According to a more limited aspect of the invention, a second inner
lead extends into the envelope cavity and is connected to a second
outer lead by a second sealing member. The second sealing member
also has a non-linear arrangement defined between the first and
second ends. In this manner, the lamp may adopt a generally
U-shaped, Z-shaped, L-shaped, or arbitrary non-linear configuration
as required for a particular system design.
According to a method of forming this type of electric lamp, linear
sealing members are hermetically sealed in the envelope to connect
inner and outer leads. Thereafter, the temperature of the envelope
is elevated along the area of the sealing member and the sealing
member permitted to bend to a non-linear configuration.

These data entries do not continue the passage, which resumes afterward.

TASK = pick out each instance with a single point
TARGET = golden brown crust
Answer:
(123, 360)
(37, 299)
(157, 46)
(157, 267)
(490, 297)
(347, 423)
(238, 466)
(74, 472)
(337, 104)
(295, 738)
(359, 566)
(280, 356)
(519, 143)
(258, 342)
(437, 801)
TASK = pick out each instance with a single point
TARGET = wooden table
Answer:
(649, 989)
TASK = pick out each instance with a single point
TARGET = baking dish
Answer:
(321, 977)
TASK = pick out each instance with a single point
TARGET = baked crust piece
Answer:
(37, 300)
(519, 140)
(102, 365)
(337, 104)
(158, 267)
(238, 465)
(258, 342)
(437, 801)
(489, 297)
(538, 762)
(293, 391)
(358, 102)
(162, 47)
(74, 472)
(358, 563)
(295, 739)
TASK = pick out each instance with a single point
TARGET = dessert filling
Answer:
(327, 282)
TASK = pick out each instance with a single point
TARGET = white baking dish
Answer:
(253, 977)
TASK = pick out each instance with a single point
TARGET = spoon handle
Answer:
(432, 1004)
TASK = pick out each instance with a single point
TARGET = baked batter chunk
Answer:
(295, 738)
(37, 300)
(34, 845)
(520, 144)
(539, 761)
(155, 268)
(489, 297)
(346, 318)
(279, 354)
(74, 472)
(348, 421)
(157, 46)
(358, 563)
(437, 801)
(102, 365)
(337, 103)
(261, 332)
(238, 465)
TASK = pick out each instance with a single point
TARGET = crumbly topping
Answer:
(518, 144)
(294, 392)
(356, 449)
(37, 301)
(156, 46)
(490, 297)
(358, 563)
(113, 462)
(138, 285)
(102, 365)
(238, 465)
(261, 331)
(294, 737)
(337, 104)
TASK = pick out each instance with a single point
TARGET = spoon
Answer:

According to a more limited aspect of the method, the remainder of
the envelope is maintained at a lower temperature and the envelope
is bent along an axis spaced from a longitudinal axis of the
lamp.
According to yet another aspect of the method, one end of the
sealing member is supported while the opposite end is permitted to
freely deflect to a desired angle in response to the elevated
temperature.
A principal advantage of the invention is the ability to obtain
alternate design configurations of a double ended lamp while
maintaining the integrity of the sealed envelope.

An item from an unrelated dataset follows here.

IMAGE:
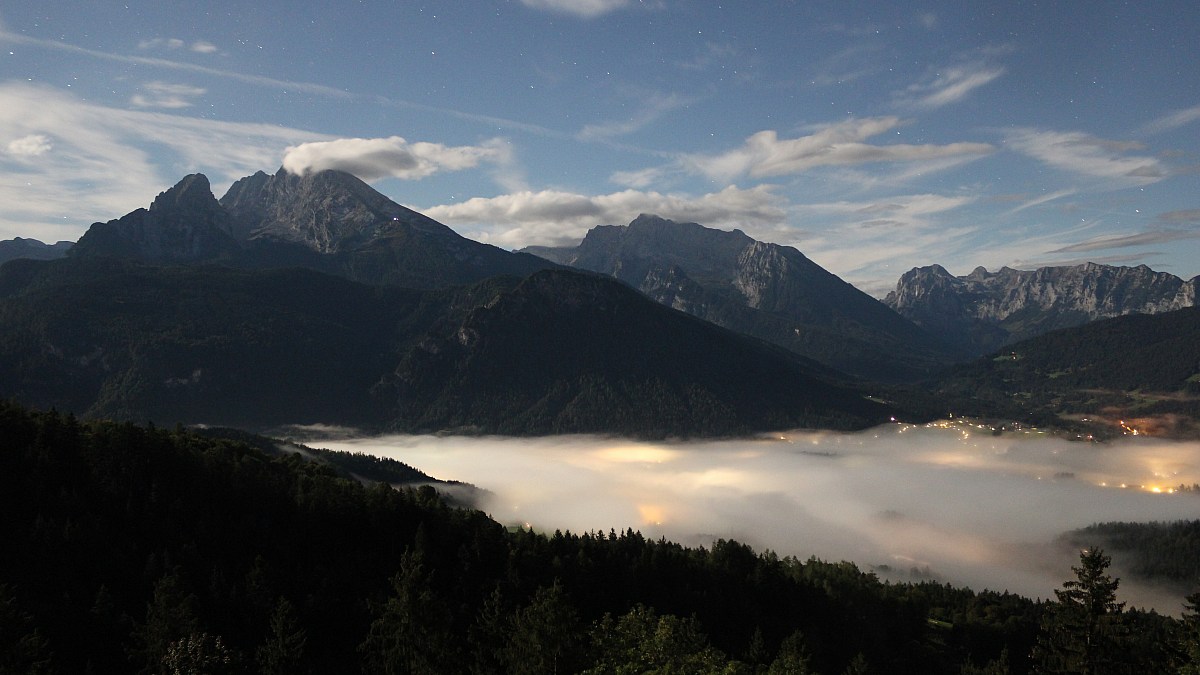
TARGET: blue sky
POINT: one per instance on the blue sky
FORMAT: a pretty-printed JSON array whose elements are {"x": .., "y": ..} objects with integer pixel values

Another advantage is found in the improved shock resistance of the
lamp assembly.
Still another advantage of the invention resides in the improved
heat sink characteristics of the lamp.
Other advantages and benefits of the invention will become apparent
to those skilled in the art upon a reading and understanding of the
following detailed description.
BRIEF DESCRIPTION OF THE DRAWINGS
The invention may take physical form in certain parts and
arrangements of parts, preferred embodiments and a method of which
will be described in detail in this specification and illustrated
in the accompanying drawings which form a part hereof, and
wherein:
FIG. 1 is an elevational view of a double ended, conventional arc
discharge lamp with proposed bend line axes illustrated
therein;
FIG. 2 is an elevational view of a lamp assembly showing a
generally U-shaped arc tube incorporated into a reflector;
FIG. 3 illustrates a generally L-shaped arc tube lamp assembly;
FIG. 4 illustrates an arbitrarily shaped, non-linear arc tube
configuration in a lamp assembly;
FIG. 5 discloses a double ended filament tube lamp with a modified
mount arrangement;
FIG. 6 discloses a prior art arrangement for mounting a double
ended filament tube;
FIG. 7 shows the modified mounting arrangement for a generally
U-shaped filament tube;
FIG. 8 is a view shown partly in cross section of a generally
Z-shaped filament tube;
FIG. 9 illustrates a lamp and reflector assembly including a
ray-tracing therefor and which uses the arc tube of the present
invention and incorporates a prism member as a cover to the
reflector;
FIG. 10 is an elevational view of an apparatus used for bending a
double ended lamp into non-linear configurations;
FIG. 11 is an elevational view taken from the right-hand end of
FIG. 10; and,
FIG. 12 is a top plan view of the apparatus of FIG. 10.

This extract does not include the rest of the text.